Synergistic Acceleration of CO2 Electroreduction Kinetics by Oxygen Vacancy and Heterogeneous Interface for Efficient HCOOH Production

Abstract

Constructing highly efficient bismuth (Bi)-based catalysts to accelerate the sluggish kinetic process of CO₂ electroreduction to HCOOH is crucial for promoting its practical application but also highly challenging. Herein, the bismuth cerium oxide catalyst integrated with dual active centers of oxygen vacancy and the heterogeneous interface is fabricated to facilitate the reduction process and enhance the CO₂ electroreduction performance. It is revealed that the introduction of dual active centers endows the catalyst with a remarkably enhanced CO₂ adsorption capacity and facilitates the transfer of more electrons to ^*CO₂. Furthermore, it even steers the reaction pathway favorably toward HCOOH production.
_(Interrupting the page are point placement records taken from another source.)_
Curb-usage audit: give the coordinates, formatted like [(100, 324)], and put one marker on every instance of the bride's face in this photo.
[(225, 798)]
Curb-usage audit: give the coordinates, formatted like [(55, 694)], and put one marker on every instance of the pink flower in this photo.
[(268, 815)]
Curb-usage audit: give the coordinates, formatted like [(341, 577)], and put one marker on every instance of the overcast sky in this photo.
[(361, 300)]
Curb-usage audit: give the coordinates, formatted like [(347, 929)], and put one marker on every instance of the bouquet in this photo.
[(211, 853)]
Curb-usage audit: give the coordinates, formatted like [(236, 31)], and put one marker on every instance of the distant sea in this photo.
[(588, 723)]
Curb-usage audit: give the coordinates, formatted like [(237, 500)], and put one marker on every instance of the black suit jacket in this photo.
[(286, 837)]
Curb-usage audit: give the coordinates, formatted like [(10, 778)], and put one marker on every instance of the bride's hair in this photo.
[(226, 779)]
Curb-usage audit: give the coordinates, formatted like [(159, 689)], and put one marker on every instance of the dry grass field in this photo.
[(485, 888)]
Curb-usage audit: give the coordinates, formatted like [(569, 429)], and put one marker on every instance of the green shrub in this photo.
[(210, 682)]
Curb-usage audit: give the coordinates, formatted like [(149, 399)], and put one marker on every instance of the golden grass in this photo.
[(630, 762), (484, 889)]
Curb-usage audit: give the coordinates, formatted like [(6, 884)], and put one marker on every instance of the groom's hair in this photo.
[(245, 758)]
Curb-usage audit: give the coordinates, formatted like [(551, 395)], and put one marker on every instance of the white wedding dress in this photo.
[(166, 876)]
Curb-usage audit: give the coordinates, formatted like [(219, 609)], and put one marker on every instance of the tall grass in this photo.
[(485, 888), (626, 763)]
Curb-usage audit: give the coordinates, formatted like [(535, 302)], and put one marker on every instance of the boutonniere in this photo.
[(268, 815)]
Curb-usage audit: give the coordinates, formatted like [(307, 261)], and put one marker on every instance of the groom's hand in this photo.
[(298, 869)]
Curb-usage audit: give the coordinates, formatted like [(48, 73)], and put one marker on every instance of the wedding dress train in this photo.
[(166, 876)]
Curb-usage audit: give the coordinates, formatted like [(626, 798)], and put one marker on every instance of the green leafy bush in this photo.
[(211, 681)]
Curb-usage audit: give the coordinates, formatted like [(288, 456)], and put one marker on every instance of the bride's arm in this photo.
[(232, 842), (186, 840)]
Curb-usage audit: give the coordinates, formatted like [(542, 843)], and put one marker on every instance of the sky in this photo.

The optimization of CO₂ adsorption, activation, and reaction energy barriers expedited the process of CO₂ electroreduction to HCOOH. As expected, this catalyst exhibits enhanced catalytic performance with a Faradaic efficiency of 97% for HCOOH even at the current density of 300 mA cm⁻². This work highlights the significant synergistic advantages of oxygen vacancies and heterogeneous interfaces in optimizing molecular adsorption, activation, and reaction energy barriers to accelerate the kinetic process.